The problem is that whereas before Western media was a relatively accurate representation of what Westerners believed, DEI is a poor representation of that and now you have board room Japanese executives thinking Americans want trannies, ugly women and fat sassy black women that speak in millennial writing and all these things that they think will sell well in the West in their games and unlike Asian markets, there's no real way they can get a good pulse of what they want since it is a completely alien culture and would have to learn about it to make shit we actually want, which would be expensive and that's money they can use on soapland whores. It also doesn't help Japan has one of the worst English literacy rates of any Asian nation (which pretty much precludes them getting influenced by our propaganda). Meanwhile, they can just see what's hot on the ground of China, the Philippines or Thailand jut like that and tweak the product ever so slightly for those sensibilities, which is a bit easier just due to the general shared East Asian values of the region.

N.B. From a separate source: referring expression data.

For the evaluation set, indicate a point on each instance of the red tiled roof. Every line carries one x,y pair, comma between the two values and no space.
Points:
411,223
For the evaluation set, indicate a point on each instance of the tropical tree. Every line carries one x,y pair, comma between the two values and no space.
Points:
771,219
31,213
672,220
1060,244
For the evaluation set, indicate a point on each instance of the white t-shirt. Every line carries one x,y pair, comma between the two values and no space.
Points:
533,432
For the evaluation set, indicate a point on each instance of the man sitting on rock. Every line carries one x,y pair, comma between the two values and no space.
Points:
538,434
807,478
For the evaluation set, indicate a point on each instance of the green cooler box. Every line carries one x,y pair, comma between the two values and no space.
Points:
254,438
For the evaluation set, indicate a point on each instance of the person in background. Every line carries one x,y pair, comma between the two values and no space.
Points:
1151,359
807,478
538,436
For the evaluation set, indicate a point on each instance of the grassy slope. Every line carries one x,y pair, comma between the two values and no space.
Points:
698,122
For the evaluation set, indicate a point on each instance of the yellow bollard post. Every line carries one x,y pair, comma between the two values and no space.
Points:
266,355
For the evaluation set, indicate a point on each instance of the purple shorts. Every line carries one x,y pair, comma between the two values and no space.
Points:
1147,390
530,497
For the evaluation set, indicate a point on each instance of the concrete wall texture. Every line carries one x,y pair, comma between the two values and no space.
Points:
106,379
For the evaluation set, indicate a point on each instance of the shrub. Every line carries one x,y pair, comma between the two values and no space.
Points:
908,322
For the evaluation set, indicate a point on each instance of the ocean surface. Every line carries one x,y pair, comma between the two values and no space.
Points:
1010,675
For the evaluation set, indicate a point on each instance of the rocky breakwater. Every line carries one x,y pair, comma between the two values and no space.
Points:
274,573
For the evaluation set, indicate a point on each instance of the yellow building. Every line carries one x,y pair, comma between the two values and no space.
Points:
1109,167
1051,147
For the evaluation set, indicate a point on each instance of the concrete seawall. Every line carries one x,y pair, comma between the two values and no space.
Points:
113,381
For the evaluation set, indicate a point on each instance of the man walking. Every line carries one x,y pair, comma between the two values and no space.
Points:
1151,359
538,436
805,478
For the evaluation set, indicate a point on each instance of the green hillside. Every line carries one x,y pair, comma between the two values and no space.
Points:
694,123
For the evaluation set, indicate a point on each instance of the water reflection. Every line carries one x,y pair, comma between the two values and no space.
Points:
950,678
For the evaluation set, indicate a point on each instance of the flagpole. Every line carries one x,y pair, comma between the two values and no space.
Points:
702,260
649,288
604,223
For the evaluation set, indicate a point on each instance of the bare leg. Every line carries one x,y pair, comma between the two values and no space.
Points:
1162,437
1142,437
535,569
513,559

The problem, at least in the video game industry, is that its actually starting to effect their actual game design (see Street Fighter 6), not just localization, which is where it historically would have been limited to. Anime and Manga do seem far more resistant to these pressures, probably because they are not
as reliant on western sales to support themselves (yet), and there seems to be a ground level push back by creators and the audience. No idea how long that will last though. But the Japanese video game industry definitely seems to be industry, and are even openly talking about "diversity and inclusion" and creating detailed plans on how to make their games appeal to international audiences (see the Capcom leaks, for example).
It's why the FF7 remake are tanking in sales while Dragon Quest, Splatoon 3 and Nikke (along with NieR: Automata on the Switch from my own research into this) is selling well and Nintendo is killing it with the Switch over there, Sony's fumbling and Xbox never had a chance. I don't think the whole wokeshit thing is taking root there anytime soon. There's just too many factors that pretty much prevent that from taking hold in Japan at all.
A lot of this is just that wokeshit isn't popular, even in America, and those failures are starting to be felt in Japanese woke games and corporate slop. Now, will that stop the DEI infiltration? Probably not immediately. The next few years will probably determine how much farther it will infiltrate.